Racism bubbles up hot and steamy throughout this court’s narrative about protecting a rich and powerful celebrity from any negative depictions.
The Court can’t turn a blind to such misuse of personality’s name and other elements and dilution, tarnishment are all actionable torts which Kapoor would have to be protected against, Justice Singh said.
Don’t turn a blind eye to tarnishment, they say, a word that means… wait a minute… have to look this one up in a dictionary just to be sure… to become darker.
WOT. Again?!
Is there any possible way in India for a High Court to say someone is harmed other than referring to dark as harm and inherently bad?
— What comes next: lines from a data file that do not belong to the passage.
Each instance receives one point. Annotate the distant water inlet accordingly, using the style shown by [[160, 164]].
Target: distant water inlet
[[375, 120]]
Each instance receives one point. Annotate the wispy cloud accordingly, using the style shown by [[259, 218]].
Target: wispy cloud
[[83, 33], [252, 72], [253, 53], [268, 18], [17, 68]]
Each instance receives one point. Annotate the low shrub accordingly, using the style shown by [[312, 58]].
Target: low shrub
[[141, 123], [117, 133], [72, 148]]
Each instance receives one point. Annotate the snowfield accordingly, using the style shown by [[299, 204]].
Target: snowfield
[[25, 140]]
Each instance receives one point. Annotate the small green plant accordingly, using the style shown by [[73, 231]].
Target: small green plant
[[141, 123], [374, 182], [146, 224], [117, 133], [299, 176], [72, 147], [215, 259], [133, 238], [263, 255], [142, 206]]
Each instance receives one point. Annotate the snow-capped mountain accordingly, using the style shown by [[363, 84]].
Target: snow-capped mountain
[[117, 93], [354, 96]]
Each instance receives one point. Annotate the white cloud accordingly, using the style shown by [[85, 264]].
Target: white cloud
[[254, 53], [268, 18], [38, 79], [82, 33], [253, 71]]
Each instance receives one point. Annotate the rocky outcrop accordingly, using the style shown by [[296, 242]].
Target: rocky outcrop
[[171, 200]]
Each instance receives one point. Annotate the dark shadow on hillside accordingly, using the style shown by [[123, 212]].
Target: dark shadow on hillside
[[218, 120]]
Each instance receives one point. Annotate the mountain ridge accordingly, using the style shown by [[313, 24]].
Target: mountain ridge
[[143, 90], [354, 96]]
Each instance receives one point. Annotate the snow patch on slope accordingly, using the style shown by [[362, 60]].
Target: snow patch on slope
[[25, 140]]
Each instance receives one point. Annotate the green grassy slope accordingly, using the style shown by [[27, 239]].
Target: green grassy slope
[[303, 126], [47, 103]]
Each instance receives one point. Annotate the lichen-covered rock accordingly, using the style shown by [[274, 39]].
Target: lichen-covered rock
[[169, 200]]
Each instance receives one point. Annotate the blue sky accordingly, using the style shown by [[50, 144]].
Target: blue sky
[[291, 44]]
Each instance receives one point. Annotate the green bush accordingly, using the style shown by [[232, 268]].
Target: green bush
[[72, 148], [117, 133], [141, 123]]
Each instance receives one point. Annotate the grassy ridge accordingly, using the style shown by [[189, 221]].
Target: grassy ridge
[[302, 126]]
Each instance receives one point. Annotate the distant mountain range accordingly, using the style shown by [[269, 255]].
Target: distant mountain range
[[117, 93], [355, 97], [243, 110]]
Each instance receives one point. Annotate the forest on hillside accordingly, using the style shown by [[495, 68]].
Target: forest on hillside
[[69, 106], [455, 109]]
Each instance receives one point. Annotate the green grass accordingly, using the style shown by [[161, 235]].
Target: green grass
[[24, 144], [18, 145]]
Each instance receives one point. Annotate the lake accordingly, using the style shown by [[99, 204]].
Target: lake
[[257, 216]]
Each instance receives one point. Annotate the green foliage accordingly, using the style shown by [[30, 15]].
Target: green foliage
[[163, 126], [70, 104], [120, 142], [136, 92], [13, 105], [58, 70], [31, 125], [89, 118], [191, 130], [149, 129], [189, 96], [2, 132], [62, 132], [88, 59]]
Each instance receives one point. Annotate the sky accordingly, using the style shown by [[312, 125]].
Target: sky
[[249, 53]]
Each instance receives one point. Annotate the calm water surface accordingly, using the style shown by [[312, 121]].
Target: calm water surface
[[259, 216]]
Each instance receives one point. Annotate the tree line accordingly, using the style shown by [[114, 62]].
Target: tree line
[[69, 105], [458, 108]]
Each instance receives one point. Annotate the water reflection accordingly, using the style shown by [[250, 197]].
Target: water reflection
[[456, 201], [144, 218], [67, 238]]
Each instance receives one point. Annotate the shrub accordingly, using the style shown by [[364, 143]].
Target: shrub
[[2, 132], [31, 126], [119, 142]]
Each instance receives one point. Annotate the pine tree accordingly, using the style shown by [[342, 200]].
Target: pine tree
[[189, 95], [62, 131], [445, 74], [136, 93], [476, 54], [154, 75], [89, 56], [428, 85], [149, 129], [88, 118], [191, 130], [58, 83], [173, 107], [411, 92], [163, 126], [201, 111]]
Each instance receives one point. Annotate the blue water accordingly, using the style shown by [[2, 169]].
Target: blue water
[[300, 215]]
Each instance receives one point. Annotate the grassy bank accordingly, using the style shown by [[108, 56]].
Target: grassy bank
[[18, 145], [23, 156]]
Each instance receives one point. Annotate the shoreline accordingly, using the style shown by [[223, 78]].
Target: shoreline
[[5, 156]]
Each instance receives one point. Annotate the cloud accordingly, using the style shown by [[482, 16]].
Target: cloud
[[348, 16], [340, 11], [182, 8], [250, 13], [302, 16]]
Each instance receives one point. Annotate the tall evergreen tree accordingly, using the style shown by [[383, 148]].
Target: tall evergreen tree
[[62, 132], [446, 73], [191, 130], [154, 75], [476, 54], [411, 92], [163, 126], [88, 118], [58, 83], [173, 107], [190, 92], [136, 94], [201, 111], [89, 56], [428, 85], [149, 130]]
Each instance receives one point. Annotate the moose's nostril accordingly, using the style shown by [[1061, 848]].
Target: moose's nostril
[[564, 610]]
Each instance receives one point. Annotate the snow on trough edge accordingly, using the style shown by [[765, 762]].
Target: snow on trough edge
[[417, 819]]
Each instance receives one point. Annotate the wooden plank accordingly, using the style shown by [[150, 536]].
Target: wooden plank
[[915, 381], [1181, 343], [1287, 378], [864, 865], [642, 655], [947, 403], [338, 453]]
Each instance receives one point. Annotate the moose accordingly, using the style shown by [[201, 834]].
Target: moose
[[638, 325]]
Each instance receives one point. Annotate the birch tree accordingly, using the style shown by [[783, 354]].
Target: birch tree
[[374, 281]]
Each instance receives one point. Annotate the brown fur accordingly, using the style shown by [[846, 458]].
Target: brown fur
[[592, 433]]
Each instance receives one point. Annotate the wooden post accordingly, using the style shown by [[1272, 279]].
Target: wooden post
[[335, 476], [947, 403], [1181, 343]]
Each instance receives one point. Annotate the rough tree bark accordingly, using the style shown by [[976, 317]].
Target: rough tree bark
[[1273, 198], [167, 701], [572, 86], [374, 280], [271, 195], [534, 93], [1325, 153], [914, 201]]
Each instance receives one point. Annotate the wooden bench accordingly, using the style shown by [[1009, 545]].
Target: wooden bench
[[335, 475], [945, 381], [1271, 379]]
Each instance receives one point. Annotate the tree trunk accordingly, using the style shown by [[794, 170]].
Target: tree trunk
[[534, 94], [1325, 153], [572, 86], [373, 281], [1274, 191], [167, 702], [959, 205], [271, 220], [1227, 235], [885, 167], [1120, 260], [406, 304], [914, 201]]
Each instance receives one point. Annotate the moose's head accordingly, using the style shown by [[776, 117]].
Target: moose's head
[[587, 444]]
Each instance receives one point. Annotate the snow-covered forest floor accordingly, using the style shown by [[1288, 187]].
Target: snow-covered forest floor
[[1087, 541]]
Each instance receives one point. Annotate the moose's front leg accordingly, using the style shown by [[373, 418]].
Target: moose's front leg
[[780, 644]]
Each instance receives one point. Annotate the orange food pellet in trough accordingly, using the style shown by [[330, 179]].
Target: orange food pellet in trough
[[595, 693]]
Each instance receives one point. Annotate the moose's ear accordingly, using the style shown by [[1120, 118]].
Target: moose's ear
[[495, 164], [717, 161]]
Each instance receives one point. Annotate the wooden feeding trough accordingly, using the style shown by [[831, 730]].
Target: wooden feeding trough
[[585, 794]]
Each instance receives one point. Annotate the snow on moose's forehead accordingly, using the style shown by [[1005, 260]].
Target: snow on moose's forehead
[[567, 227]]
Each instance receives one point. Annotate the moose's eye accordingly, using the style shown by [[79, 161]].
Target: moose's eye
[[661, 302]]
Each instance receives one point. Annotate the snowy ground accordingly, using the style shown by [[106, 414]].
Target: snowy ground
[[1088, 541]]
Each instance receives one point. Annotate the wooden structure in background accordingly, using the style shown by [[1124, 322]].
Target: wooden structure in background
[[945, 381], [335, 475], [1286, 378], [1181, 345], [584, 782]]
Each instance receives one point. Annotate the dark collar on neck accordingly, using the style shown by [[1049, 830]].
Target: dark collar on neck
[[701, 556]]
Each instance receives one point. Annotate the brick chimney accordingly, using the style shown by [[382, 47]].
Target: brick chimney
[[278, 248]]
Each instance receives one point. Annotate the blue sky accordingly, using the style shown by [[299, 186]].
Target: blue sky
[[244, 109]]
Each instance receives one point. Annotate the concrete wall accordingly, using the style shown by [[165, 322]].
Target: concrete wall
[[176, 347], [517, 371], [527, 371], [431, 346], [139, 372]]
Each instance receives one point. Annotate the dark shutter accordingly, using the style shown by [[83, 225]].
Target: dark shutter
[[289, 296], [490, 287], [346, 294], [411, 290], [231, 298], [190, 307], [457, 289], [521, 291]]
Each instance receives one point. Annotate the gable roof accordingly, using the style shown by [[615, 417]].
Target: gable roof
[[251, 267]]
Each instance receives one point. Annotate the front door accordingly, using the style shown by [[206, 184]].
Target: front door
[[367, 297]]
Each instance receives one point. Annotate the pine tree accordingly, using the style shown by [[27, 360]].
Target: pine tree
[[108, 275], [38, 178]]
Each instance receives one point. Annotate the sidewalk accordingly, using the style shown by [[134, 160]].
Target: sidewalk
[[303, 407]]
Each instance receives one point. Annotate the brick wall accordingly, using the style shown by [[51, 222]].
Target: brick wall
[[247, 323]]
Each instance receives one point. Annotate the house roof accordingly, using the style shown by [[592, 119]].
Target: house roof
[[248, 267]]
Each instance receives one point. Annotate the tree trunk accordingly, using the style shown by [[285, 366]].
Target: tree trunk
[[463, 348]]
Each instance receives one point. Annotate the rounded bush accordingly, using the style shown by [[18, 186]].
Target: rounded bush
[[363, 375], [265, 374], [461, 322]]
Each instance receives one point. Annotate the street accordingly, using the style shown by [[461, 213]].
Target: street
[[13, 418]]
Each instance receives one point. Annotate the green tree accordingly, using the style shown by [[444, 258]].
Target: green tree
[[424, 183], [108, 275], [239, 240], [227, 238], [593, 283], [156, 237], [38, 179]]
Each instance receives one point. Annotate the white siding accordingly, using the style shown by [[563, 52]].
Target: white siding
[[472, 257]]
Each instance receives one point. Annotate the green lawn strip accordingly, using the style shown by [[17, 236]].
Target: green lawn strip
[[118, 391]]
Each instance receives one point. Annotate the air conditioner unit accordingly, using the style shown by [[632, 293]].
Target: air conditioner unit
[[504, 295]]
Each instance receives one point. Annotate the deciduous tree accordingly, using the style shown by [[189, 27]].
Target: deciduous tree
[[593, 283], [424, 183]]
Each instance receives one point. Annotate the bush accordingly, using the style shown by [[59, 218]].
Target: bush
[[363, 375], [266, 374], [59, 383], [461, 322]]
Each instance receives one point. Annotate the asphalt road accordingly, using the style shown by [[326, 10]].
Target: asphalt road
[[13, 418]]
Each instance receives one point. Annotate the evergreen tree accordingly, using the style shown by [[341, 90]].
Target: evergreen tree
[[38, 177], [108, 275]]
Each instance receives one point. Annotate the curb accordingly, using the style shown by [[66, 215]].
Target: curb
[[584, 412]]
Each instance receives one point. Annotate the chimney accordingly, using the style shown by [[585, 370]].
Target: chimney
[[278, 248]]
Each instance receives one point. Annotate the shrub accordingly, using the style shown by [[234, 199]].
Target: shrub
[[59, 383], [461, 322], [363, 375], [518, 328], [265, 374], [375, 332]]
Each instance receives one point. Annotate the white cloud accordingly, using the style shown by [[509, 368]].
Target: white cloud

…the aspiration for white skin can be more directly traced to colonialism much in the way that racism originates with slavery and colonialism. It is with the arrival of the British colonialists that we see specific codified color lines. Unlike previous waves of incursions, the British, with their distinct whiteness, specifically emphasized the separation between themselves and the Indians. A large body of historical and socio-cultural literature has documented the British emphasis on whiteness as a form of racial superiority and their justification of colonization…
Actionable torts, indeed.
For me the case really, seriously begs the deeper question of whether racial discrimination is a tort.
Can a court be repeatedly emphasizing dark is bad and light is good, making obvious negative depictions of huge swaths of society while they claim to be protecting society against unwanted negative depictions?
I mean if someone used generative AI to actually darken Kapoor’s skin as a test case for this court, it seems by their words he would need to be protected from this. No? Self-own. On that same point, a court’s repeated portrayal of darker things as lesser or worse, means they are repeatedly engaging in the very thing they claim is so awful that it must be stopped immediately.